Training#

This section introduces training to create your own models. You don’t need to do this step if you use pre-trained models for Prediction on your own images. For training, you will need a dataset. See Datasets for instructions about a few popular datasets.

Training a model can take several days even with a good GPU. Many times existing models can be refined to avoid training from scratch.

The main interface for training with OpenPifPaf is the command line tool openpifpaf.train. A quick way to get started is with the training commands of the pre-trained models. The exact training command that was used for a model is in the first line of the training log file. Below are a few examples for various backbones.

Composite Loss Function#

OpenPifPaf uses an off-the-shelf backbone like a ResNet and then adds the smallest possible (approx) head networks on top: a single 1x1 convolution. The outputs of the head networks are the composite fields. At each location, the composite head produces a confidence together with some location and attribute information.

In our first paper [KBA19], we show how to learn these composite fields with a binary cross entropy for the confidence, a Laplace loss for regression and a plain L1 regression loss for scale. The Laplace loss has been valuable for OpenPifPaf as it proved to be better than any other of the regression losses for us. One interpretation is from its original motivation as a better objective for a probabilistic problem of location prediction:

\[ L_\textrm{Laplace} = \frac{1}{\hat{b}}|\hat{x} - x|^1_2 + \log \hat{b} \]

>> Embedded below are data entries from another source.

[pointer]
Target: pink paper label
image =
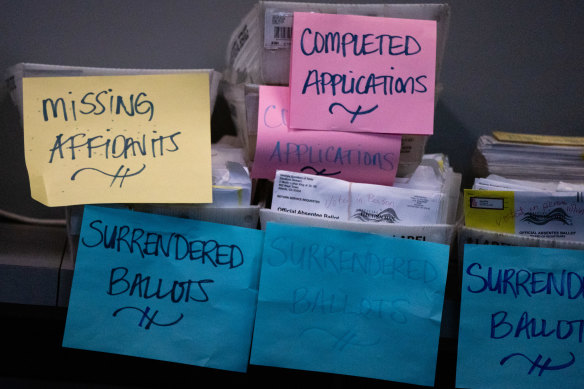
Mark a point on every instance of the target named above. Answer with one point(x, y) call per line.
point(356, 157)
point(362, 74)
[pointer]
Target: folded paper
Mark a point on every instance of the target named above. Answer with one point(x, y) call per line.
point(557, 215)
point(118, 139)
point(334, 199)
point(164, 288)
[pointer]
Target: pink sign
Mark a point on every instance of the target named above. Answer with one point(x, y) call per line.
point(366, 158)
point(362, 74)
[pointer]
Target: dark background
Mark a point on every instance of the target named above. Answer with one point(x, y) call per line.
point(509, 65)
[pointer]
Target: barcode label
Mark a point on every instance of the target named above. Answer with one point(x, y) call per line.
point(283, 32)
point(277, 29)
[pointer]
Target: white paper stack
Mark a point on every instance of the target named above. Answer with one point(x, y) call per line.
point(259, 53)
point(528, 160)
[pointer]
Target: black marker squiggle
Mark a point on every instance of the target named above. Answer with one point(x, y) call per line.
point(536, 363)
point(348, 338)
point(355, 113)
point(319, 172)
point(150, 319)
point(114, 176)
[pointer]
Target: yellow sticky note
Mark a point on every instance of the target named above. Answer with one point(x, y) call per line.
point(490, 210)
point(118, 139)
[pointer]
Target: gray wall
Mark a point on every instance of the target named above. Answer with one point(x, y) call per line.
point(509, 65)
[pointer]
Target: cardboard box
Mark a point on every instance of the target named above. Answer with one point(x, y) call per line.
point(251, 58)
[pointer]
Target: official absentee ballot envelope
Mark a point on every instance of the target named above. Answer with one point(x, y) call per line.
point(557, 215)
point(330, 198)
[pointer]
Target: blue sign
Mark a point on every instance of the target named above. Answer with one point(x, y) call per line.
point(350, 303)
point(522, 318)
point(164, 288)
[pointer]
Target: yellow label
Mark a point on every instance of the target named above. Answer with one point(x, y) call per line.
point(118, 139)
point(490, 210)
point(539, 139)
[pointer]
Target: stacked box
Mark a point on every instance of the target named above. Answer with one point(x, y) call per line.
point(259, 53)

That is the main motivation why I used this loss and defended its continued use. Over time, I also came to appreciate an empirical interpretation: an adversarial trade-off between the two terms in the sum that evolves as the network learns. During the initial phase of training, predictions \(\hat{x}\) are poor and the network better predicts large \(\hat{b}\) to reduce the first term at the cost of a logarithmic penalty from the second term. As the network learns to predict better, it starts to predict smaller values of \(\hat{b}\) to reduce the logarithmic penalty while not incuring too large costs anymore because its predictions for \(\hat{x}\) are good. This mechanism also has consequences as the network continues to train and starts overfitting. Other regression losses just overfit gently more and more. The Laplace loss, however, will really try to profit from its overfitted knowledge and become very agressive and reduce \(\hat{b}\). As explained in our paper, we add an extra constant \(b_\textrm{min}\) that prevents aggressive regression losses below fractions of pixels.

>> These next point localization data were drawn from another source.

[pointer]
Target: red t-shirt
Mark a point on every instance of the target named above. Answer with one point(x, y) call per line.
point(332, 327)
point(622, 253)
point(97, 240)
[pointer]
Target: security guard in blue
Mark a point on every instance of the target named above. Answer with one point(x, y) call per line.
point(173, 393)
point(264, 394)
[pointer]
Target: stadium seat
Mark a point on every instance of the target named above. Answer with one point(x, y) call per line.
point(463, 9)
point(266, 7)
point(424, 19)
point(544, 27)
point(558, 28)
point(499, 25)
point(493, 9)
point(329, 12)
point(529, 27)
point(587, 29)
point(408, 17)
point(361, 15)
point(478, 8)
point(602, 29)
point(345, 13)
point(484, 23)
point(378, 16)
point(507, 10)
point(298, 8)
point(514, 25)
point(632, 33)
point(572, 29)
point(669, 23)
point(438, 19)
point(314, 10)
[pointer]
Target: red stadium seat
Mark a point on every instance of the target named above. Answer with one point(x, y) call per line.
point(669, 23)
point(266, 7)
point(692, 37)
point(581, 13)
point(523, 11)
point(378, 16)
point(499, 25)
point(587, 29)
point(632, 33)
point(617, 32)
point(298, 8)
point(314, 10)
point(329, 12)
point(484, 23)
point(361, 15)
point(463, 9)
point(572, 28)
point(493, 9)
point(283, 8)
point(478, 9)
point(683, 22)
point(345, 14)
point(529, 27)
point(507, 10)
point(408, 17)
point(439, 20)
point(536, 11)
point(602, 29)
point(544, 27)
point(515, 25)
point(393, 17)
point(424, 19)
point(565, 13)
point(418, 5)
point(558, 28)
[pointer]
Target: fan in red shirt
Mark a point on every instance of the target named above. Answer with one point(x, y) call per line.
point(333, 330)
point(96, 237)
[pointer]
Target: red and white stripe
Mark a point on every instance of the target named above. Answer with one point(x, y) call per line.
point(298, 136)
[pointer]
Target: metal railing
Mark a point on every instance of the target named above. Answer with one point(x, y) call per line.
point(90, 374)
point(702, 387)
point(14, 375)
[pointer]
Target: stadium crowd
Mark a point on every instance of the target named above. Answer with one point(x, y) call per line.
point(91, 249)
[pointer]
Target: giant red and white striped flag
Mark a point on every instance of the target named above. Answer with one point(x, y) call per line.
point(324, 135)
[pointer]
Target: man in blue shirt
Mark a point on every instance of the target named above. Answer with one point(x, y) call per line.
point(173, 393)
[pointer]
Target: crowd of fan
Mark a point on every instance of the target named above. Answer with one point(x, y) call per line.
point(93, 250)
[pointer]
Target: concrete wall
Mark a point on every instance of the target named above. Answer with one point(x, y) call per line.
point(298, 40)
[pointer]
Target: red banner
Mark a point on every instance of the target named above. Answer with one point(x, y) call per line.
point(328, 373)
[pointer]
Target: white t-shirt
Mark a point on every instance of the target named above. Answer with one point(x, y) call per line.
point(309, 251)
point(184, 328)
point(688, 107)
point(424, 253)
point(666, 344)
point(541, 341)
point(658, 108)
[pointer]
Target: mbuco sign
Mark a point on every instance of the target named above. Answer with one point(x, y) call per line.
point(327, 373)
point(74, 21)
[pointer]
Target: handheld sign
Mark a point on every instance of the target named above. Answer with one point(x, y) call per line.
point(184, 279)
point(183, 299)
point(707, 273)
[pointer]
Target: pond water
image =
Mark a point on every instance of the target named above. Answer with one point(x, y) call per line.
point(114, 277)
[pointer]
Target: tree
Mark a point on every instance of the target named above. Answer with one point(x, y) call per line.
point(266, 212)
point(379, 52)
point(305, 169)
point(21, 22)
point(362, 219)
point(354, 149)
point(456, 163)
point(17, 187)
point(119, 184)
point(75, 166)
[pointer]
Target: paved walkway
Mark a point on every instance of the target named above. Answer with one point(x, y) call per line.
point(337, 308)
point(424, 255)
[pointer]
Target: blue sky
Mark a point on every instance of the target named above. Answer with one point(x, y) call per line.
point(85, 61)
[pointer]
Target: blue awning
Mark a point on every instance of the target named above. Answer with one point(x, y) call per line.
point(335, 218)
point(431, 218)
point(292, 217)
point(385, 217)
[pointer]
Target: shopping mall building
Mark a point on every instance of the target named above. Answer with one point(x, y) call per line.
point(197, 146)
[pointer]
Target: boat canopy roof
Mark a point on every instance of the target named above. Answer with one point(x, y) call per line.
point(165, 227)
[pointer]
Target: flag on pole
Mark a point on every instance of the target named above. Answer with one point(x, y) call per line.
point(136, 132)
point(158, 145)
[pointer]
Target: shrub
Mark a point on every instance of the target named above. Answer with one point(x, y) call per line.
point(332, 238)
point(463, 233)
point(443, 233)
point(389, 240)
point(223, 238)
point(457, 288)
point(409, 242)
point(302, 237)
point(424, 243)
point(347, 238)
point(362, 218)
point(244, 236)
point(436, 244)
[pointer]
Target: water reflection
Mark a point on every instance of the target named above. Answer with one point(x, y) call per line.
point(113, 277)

Aside on negative losses: A loss function is something that is minimized. A valid loss is, for example, the L1 loss \(|\hat{x} - x|\) but equally valid is the loss \(|\hat{x} - x| - 5000\). These losses would lead to the exact same trained networks as they produce exactly the same gradients. Most loss functions are not negative because their final operation is a square or an absolute value as in the case of L1 or L2 loss but it is not a generic property of loss functions. The Laplace loss above can become negative infinity when \(\hat{b} \to 0\) and is still a valid objective to minimize.

New in v0.13: To produce truely composite objects, I would like the adversarial trade-off to be shared across confidence and regression: the predicted \(\hat{b}\) should only become smaller as both confidence and regression become better. We don’t have to learn a fantastic regression when the confidence predictions are poor. We saw signs of the problem when we started to train composite fields for detection: confidence predictions were almost random while regressions started to manifest. The solution is to implement the adversarial mechanism discussed above for the Laplace regression to both confidence and regression tasks and to share the predicted \(\hat{b}\).

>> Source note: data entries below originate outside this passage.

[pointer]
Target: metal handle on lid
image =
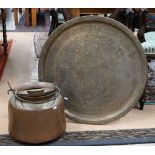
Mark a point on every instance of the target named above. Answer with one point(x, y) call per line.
point(35, 91)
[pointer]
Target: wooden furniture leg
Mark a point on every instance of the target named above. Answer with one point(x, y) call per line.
point(15, 11)
point(34, 16)
point(27, 17)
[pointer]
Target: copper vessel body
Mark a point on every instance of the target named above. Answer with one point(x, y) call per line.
point(36, 122)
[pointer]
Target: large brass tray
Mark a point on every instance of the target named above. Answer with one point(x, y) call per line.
point(100, 67)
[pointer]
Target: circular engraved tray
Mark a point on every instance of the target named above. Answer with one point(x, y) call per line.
point(100, 67)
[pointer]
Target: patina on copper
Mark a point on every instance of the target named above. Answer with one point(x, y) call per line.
point(100, 67)
point(36, 113)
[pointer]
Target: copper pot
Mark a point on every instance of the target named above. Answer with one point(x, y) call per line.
point(36, 113)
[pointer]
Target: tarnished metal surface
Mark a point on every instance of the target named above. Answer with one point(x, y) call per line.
point(36, 113)
point(100, 67)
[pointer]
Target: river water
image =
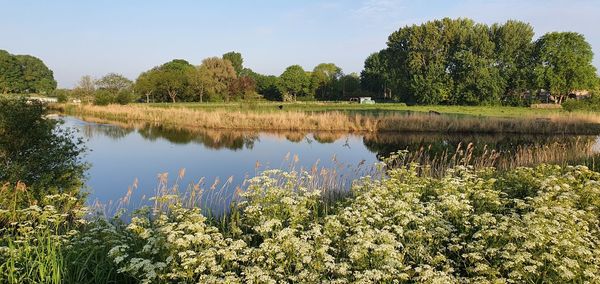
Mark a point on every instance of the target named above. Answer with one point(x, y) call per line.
point(144, 159)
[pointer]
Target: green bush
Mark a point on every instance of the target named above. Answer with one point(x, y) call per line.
point(104, 97)
point(36, 153)
point(588, 104)
point(529, 225)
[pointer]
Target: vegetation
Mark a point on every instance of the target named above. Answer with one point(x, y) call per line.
point(340, 121)
point(35, 153)
point(524, 225)
point(412, 222)
point(24, 74)
point(460, 62)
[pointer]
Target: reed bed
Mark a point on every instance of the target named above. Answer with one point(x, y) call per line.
point(437, 165)
point(577, 123)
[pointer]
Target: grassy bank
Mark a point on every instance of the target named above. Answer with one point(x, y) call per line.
point(553, 123)
point(502, 111)
point(526, 225)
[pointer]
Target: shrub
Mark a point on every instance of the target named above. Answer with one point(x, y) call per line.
point(587, 104)
point(35, 152)
point(125, 97)
point(473, 226)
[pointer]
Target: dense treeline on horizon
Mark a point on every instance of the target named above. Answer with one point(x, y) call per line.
point(447, 61)
point(460, 62)
point(24, 74)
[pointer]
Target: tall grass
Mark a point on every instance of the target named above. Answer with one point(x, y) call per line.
point(575, 123)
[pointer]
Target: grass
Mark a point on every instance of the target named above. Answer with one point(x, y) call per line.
point(499, 111)
point(550, 123)
point(530, 225)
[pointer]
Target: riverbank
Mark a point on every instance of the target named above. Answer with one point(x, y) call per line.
point(536, 122)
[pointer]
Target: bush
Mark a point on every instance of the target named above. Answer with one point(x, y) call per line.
point(588, 104)
point(125, 97)
point(528, 225)
point(104, 97)
point(36, 153)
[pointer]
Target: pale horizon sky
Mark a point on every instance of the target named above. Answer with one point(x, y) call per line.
point(76, 38)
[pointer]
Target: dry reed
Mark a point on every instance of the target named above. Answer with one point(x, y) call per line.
point(576, 123)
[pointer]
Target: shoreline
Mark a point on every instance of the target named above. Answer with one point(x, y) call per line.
point(337, 121)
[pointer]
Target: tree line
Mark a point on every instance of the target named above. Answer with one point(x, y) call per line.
point(24, 74)
point(458, 61)
point(447, 61)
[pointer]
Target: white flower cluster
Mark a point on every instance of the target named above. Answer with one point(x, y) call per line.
point(527, 225)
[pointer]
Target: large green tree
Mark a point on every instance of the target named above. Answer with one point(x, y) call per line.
point(167, 82)
point(213, 78)
point(454, 61)
point(295, 82)
point(11, 77)
point(236, 59)
point(513, 54)
point(24, 74)
point(36, 152)
point(373, 78)
point(563, 63)
point(323, 80)
point(114, 82)
point(38, 78)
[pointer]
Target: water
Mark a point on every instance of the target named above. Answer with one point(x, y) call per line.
point(121, 156)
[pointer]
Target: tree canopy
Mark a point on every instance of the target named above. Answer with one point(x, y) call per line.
point(564, 63)
point(458, 61)
point(24, 74)
point(236, 61)
point(295, 82)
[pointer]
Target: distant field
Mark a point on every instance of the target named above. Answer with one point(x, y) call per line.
point(499, 111)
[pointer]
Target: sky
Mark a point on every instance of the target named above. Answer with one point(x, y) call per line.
point(76, 38)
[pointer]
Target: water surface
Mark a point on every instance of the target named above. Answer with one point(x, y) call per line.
point(124, 155)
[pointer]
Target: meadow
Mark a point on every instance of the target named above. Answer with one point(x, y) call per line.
point(471, 215)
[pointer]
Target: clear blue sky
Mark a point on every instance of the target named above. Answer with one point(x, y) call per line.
point(76, 38)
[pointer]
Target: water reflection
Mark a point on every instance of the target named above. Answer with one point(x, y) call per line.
point(142, 154)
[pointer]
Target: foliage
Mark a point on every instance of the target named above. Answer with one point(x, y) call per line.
point(85, 89)
point(457, 61)
point(564, 63)
point(24, 74)
point(215, 76)
point(323, 79)
point(373, 78)
point(35, 152)
point(114, 83)
point(470, 226)
point(295, 82)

While the exact form of the Laplace loss came from a probabilistic interpretation that lead naturally to the adversarial mechanism, this step is not as obvious for confidence predictions and there are multiple options (including one suggested in the paper by Kendall et al on the Laplace loss). Here, I chose to to map the Focal loss to a Gaussian loss by gradient matching and then applying the probabilistic interpretation in that mapped space leading to the adversarial terms. The gradient of the Focal loss FL w.r.t. \(\hat{x}\) for positive samples \(x=1\):

\[\begin{split} \frac{\partial}{\partial \hat{x}}\textrm{FL}(\hat{x}, x=1) &= - \frac{\partial}{\partial \hat{x}} (1 - p(\hat{x}))^\gamma \ln p(\hat{x}) \\ &= - \overline{p}(\hat{x}) \left[ \overline{p}(\hat{x})^\gamma - \gamma \overline{p}(\hat{x})^{\gamma - 1} p(\hat{x}) \ln p(\hat{x}) \right] \end{split}\]

where the part in square brackets is due to the Focal loss modification of BCE. I have used the standard \(p(\hat{x}) \equiv 1 / (1+e^{-\hat{x}})\) and \(\overline{p}(\hat{x}) \equiv 1 / (1+e^{\hat{x}})\) which gives the helpful identities \(1-p(\hat{x}) = \overline{p}(\hat{x})\) and \(\partial \ln p(\hat{x}) / \partial \hat{x} = \overline{p}(\hat{x})\). The second step is to match this gradient to the gradient of an L2 loss. This matching provides the fictituous target point \(t_2\) for the L2 regression:

\[ t_2 = \hat{x} + \overline{p}(\hat{x}) \left[ \overline{p}(\hat{x})^\gamma - \gamma \overline{p}(\hat{x})^{\gamma - 1} p(\hat{x}) \ln p(\hat{x}) \right] \]

This target point depends on the prediction \(\hat{x}\) but it is still a target as far as the L2 loss is concerned, i.e. the gradients on \(\hat{x}\) are detached and, therefore, there are no gradients back-propagating through \(t_2\).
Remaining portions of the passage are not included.